Impact of CYP3A4 and ABCB1 genetic variants on Tacrolimus dosing in Greek Kidney Transplant Recipients

George P Patrinos ^1* Anna Tsironi ² Konstantinos Lazaros ³ Effrosyni Mendrinou ² Marios Papasotiriou ² Stavroula Siamoglou ² Kyriaki Kydonopoulou ⁴ Anne John ⁵ Alexandra Gerou ⁴ Spyridon Gerou ⁴ Bassam R Ali ⁵ Aristidis G Vrahatis ³

• ¹ Department of Pharmacy, University of Patras, Patras, Greece
• ² University of Patras, Patras, Western Greece, Greece
• ³ Ionian University, Corfu, Greece
• ⁴ ANALYSI, Thessaloniki, Greece
• ⁵ United Arab Emirates University, Al-Ain, Abu Dhabi, United Arab Emirates

Background: Tacrolimus, an approved first-line calcineurin inhibitor, is widely prescribed in organ transplantation to prevent allograft rejection. Its narrow therapeutic index requires precise management to achieve optimal dosing and to minimize adverse drug events (ADEs) while ensuring its therapeutic efficacy. Among several factors, genetic differences contribute significantly to the inter-individual and inter-ethnic variability in pharmacokinetics (PK) of tacrolimus in kidney transplant recipients.
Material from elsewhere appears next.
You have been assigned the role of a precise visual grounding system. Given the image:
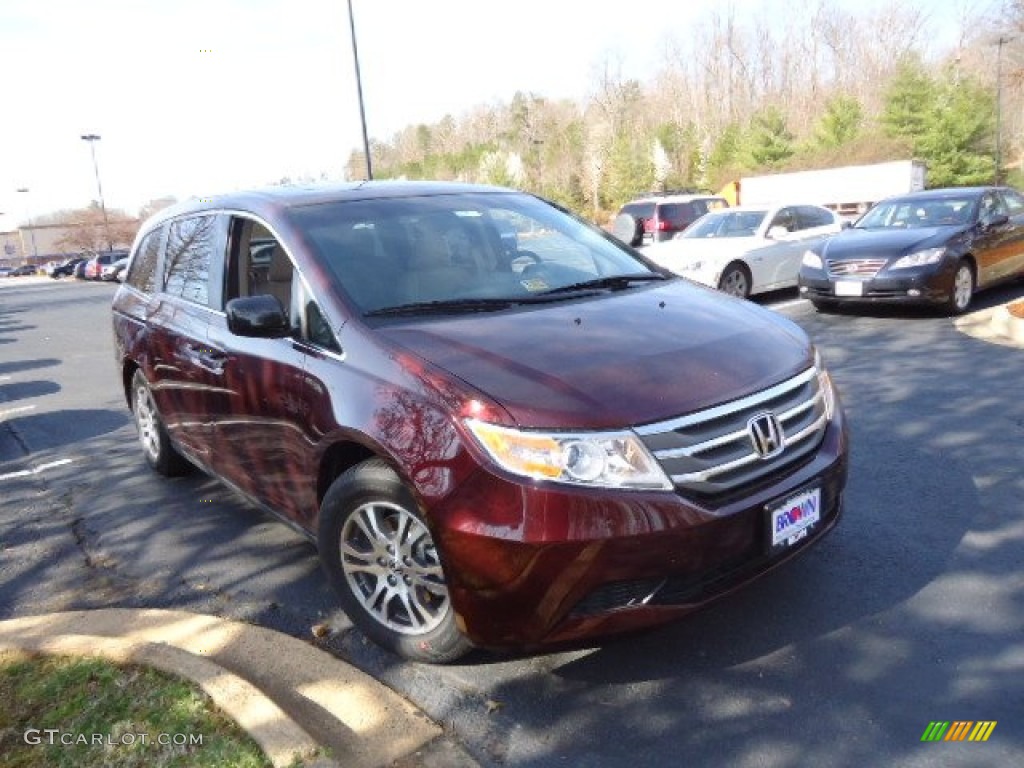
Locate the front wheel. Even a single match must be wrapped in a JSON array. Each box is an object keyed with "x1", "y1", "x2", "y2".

As a result, investigating the role of genetic variation in Greek transplant recipients becomes crucial to optimizing therapeutic strategies and enhancing the efficacy of immunosuppressive treatment.: Genetic variants which are known to influence the activity of enzymes or drug-transporters critical to tacrolimus pharmacokinetics, may significantly affect the required kidney post-transplant tacrolimus daily dose. Aim: To assess the correlation of ABCB1 genetic variants (rs1128503, rs2229109) and CYP3A4 (rs2242480, rs4986910) with tacrolimus dose-adjusted trough concentration (C0/D), in Greek kidney transplant recipients. Methods: Ninety-four unrelated Greek kidney transplant recipients were included in this study from the Nephrology Clinic of the University General Hospital of Patras. Patients' dose-adjusted trough levels were measured at five distinct time points after transplantation and analyzed in relation to the possible influence of CYP3A4 and correlated with the abovementioned ABCB1 genetic variants using standard genotyping analysis and Sanger sequencing.The genetic variants rs1128503, rs2229109, rs2242480, rs4986910 did not show any significant association with the daily dosing requirements of tacrolimus for at least one year, in Greek patients who have undergone kidney transplantation.It remains uncertain whether these genetic variants influence the assessment of the appropriate tacrolimus dosing one year after transplantation in Greek kidney transplant recipients.